It's actually very simple, as there are only two D-Back pitchers out of the bullpen that are doing well: Brandon Lyon and Lance Cormier.
- Lance Cormier, 24.0 innings pitched, 1.42 WHIP, 1.9:1 k/bb ratio, 6.38 k/9, opponents batting line: .284/.357/.352, 1.88 ERA - Cormier's having a great season for Arizona thus far in his 1st full year in the bigs at 24 years of age. He appeared in 17 games in 2004, starting in five of them, and this year is better in just about every statistical category you care to name: higher strikeout rate, lower walk rate, suppressing power, using less pitches per inning, and -- here's the clincher -- a g/f ratio (ground ball to fly ball) of 2.24 this year as opposed to a 1.29 last season. Those groundballs are the key to his success, not only in getting outs, but in keeping that opponents SLG low as well. He's had enough success in the minor leagues to think that he may be able to keep these types of numbers rolling, but that is a huge jump in g/f ratio for one year. While it's possible Cormier has turned the corner in his first full season, I am loath to believe he could maintain that low ERA with his WHIP at that high-ish level. Again, we'll have to see if he can maintain that g/f ratio, because if he starts getting the ball up in the zone for whatever reason, the ratio will go down, and his opponents batting line and ERA will go up as the line drives pile up.
- Brandon Lyon, 18.1 innings pitched, 1.31 WHIP, 4.00 k/bb ratio, 5.89 k/9, opponents batting line: .284/.316/.405, 1.96 ERA - Lyon is currently on the 15-day DL with elbow problems, and as the closer for Arizona, this one will bear close scrutiny. As far as his numbers, it's very simple. Lyon isn't walking anyone, with only three free passes issued in those 18+ innings. He's also got the lowest OPS against of anytime in his short career, currently standing at .705, whereas the lowest before this was 2004 where it was .806. While I don't really believe that it's smoke and mirrors that Lyon could be better, I don't think he's this good. He has a very pedestrian g/f ratio at 1.20, and when you couple that with his low-for-a-closer k/9 rate, it would certainly seem that Lyon could be a bit lucky to only allow a .705 OPS. Lyon, at 25 years old, does hold the same possibility as Cormier that he's simply turned a corner in his pitching ability, but whereas Cormier has a host of numbers to point out an improvement, Lyon only has two -- and that walk rate is a bit too low to be believed at this point. After he comes off the DL, we'll see how he looks, but with the elbow injury in addition to not really having any numbers that jump out and grab me, I'm going to predict a moderate regression for Lyon. I don't think he'll be bad, but he just won't be as good as a sub-2 ERA might lead one to think.

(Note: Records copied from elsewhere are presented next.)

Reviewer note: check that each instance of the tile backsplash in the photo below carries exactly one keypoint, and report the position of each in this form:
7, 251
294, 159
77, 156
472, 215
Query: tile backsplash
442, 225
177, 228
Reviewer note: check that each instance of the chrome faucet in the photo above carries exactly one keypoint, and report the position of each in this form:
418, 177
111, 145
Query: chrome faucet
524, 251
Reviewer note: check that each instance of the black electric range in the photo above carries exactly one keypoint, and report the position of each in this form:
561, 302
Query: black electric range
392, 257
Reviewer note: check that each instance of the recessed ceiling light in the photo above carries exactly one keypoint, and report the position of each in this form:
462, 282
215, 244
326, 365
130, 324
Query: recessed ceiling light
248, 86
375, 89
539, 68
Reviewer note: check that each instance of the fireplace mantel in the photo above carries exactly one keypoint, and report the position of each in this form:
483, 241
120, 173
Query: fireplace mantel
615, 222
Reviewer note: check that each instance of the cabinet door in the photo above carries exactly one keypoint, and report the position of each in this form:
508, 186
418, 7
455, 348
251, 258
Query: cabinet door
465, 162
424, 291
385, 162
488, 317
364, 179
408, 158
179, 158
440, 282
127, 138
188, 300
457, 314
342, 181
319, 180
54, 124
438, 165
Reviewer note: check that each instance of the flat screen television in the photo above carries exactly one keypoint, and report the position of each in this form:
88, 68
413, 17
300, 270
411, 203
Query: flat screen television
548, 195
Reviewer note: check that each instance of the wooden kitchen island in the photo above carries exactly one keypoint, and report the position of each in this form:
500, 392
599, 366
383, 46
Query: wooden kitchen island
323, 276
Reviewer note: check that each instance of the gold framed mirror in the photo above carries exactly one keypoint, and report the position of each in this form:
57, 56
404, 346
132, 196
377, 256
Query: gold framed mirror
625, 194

That's basically it. Every other Arizona reliever has had his problems this year, especially Mike Koplove, Javier Vasquez, and Jose Valverde. Vasquez was acquired from the Rockies earlier this year, and while he did have one good year with Colorado in 2003, things look a bit grim for him. I can easily say Koplove and Valverde aren't as bad as their ERA's say, Valverde in particular. They won't stay this bad.
While I see a possible regression in Cormier and a more probable regression in Lyon, the bullpen is a bit like the starting rotation in that these things will be balanced by Koplove and Valverde simply being the pitchers that they are -- decent-to-good relievers. One very important thing to watch out for; the bullpen, for the most part, has not been thoroughly tested this season except in Russ Ortiz' starts. It would be interesting to see how they do should the strength of the Diamondbacks, the starting rotation, falter a bit and put more pressure on them.
Thanks to Jim over at AZ Snakepit for the commentary and insight.
Did I just make it through an entire piece without making a single wisecrack?